One in five leave jobs due to lack of opportunities
Hywel Roberts, July 24, 2014
One in five people who resign from their roles do so because of a lack of opportunities within their company, according to research by Penna.
The survey of HR professionals across 100 UK employers also found that 33% of companies have seen an increase in the number of resignations over the past 12 months.
Just over half (51%) say they only discuss career progression with their managers once a year. Additionally, only one-quarter of managers who hold such discussions are qualified to do so.
Despite the high numbers of staff leaving because of poor career options, 20% of employers admit they have no formal approach to succession planning.
Penna commercial and operations director of career services Owen Morgan told HR magazine senior leadership must better understand what employees want from their careers.
"The new generation have different expectations around the way employers handle their careers," he said. "In the 1970s it was very paternalistic, in the 1980s and 1990s workers were very much told to make their own way.
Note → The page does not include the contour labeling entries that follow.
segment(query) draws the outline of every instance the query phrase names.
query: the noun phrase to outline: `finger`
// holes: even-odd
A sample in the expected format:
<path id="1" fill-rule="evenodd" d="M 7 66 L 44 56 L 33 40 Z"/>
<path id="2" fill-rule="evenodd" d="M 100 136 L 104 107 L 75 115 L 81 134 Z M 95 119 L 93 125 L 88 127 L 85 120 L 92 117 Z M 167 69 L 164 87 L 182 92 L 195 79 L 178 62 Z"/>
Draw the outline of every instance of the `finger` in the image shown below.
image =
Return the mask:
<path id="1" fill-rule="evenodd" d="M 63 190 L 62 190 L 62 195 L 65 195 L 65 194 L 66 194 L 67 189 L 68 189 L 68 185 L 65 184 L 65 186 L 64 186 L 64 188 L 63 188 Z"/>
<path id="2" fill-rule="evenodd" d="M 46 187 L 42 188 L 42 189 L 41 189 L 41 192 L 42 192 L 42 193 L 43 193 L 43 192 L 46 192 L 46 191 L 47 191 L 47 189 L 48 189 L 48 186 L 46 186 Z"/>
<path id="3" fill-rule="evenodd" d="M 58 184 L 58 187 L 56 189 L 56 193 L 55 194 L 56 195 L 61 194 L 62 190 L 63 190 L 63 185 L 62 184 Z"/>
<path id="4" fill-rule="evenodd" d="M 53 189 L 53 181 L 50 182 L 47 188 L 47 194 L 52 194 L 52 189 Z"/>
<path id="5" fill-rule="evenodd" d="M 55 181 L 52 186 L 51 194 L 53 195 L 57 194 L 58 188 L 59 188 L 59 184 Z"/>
Now people want to have a conversation around their career paths."
Morgan added that companies should get used to their staff being in tenure for shorter periods if it means they are more engaged.
"People are now a lot more comfortable going into a role and saying they only intend to stay for two or three years," he said. "If they add real value to the business in the time they're there it's better than someone staying for a long time but resenting the lack of opportunities."